Downloading the Torrent
The first step in downloading a torrent is to download the magnet link from a website such as ThePirateBay. As you would expect the web server can see what you search for and which magnet link you selected. A magnet link looks like the following (line breaks added for readability):
The first part is the hash identifier, which is used to find the torrent file itself in the peer-to-peer storage called the BitTorrent Distributed Hash Table (DHT). The second part is the human-readable description, and the last part is a set of URLs for trackers.
The BitTorrent client contacts the trackers to bootstrap the connection to the peer-to-peer network, together with some preconfigured IPs in the client. The torrent file itself is then downloaded from the DHT network, and then the downloading actually starts. In this stage very few nodes can see what anyone is downloading.
Downloading the Content
Once the client has the complete torrent file it knows what the actual content looks like. It then needs to find other peers to download the content from. To find these peers the client contacts the trackers, uses the DHT to discover others, and gossips to other peers. Once a swarm is formed, the participating peers then negotiate to exchange content and collaboratively distribute the content over the swarm.

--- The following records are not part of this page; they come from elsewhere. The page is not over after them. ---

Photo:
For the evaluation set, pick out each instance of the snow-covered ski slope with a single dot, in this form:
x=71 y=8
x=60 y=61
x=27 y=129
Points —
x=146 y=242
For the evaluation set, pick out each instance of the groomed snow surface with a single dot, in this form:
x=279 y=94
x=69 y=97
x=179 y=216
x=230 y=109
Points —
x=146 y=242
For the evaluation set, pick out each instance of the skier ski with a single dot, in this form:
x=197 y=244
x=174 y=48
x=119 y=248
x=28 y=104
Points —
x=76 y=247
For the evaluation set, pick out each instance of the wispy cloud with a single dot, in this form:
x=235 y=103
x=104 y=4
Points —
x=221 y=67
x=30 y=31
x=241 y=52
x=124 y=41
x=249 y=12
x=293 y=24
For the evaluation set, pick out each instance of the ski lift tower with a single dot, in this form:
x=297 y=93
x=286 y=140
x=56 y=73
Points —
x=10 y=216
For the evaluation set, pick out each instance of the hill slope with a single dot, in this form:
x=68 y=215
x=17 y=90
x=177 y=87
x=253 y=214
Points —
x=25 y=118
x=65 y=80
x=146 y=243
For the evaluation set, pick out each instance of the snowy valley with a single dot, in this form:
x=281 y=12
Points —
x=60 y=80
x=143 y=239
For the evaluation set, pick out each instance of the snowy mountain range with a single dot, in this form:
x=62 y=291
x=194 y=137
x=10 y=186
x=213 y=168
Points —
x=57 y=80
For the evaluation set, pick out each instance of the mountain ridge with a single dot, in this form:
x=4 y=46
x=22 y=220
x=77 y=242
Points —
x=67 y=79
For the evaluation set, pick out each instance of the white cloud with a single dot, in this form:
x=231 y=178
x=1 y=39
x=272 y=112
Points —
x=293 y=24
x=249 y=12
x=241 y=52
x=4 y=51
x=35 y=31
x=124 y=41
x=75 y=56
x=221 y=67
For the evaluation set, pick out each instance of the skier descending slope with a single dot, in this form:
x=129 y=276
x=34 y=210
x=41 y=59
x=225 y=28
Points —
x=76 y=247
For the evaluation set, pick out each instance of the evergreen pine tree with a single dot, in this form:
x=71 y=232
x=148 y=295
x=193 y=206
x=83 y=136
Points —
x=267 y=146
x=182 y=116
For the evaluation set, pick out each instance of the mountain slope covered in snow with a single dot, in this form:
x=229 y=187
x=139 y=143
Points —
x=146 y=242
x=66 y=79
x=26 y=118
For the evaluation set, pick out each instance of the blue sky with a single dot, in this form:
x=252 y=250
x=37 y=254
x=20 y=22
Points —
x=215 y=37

At this stage any peer in the swarm can learn about the existence of other peers. There is some limitation to this, as the tracker only allows the peer to ask for a new list of peers every once in a while. The DHT can also contain a short list of peers that are active for that torrent, which is infrequently updated. Another possibility is to learn by gossip, also called Peer Exchange (PEX); once peers connect, they exchange a set of peers that they know about.

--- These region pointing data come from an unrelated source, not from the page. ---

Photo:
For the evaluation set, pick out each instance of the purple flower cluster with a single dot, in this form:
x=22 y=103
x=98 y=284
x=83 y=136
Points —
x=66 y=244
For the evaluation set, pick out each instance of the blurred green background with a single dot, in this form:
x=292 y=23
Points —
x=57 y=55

At this stage, many peers know about each others existence. The tracker also knows, and it may even be advertised in the DHT that someone is downloading the content. Someone monitoring this swarm can quickly monitor who is participating and for how long. What’s more, when a peer connects to the monitor even more information is exchanged. The monitor can then see how much has been downloaded, how fast the peer is up- and downloading, not only for this torrent, but also in total for the client. Such a monitor can participate in the swarm for extended periods of time charting almost every peer passing through.
Crawling the DHT
While some trackers are private, some of them still use magnet links instead of direct downloads of torrent files. This can be a problem, as Scott Wolchok and Alex Halderman of the University of Michigan have shown in 2010 that it is possible to crawl the complete DHT and retrieve all torrents easily in just a few hours. And we can safely assume that techniques have only been improved since then. Using these torrents crawled from the DHT, it is then also possible to monitor each of the associated swarms as described above.

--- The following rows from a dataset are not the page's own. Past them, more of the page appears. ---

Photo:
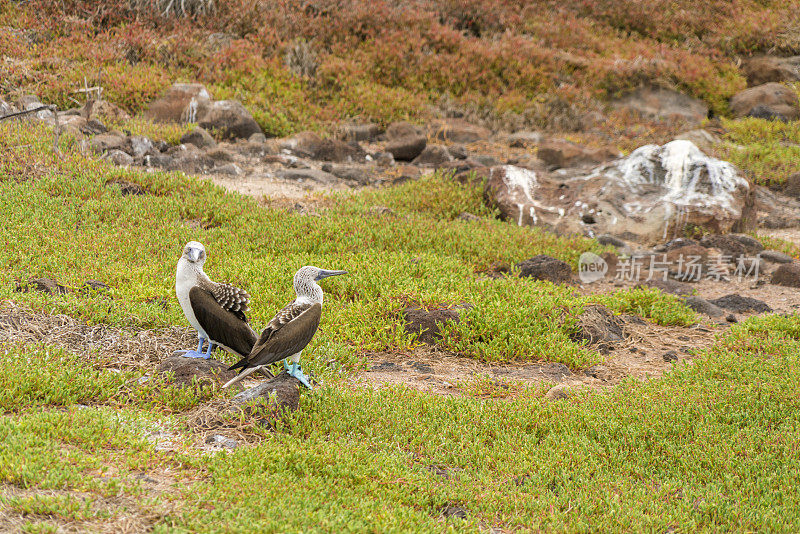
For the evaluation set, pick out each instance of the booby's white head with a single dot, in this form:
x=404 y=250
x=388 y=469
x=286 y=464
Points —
x=305 y=282
x=194 y=252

Once you are downloading something using BitTorrent, you can safely assume that anyone who wants to know can find out. The torrent websites have some vague statistics, and the DHT can be used to do some rough monitoring also. But creating a monitor that passively participates in the torrent swarm is not that hard and silently record almost everyone participating. If we really want to have an anonymous way of sharing files we either need to use private trackers that don’t use the DHT, or we have to use something different altogether.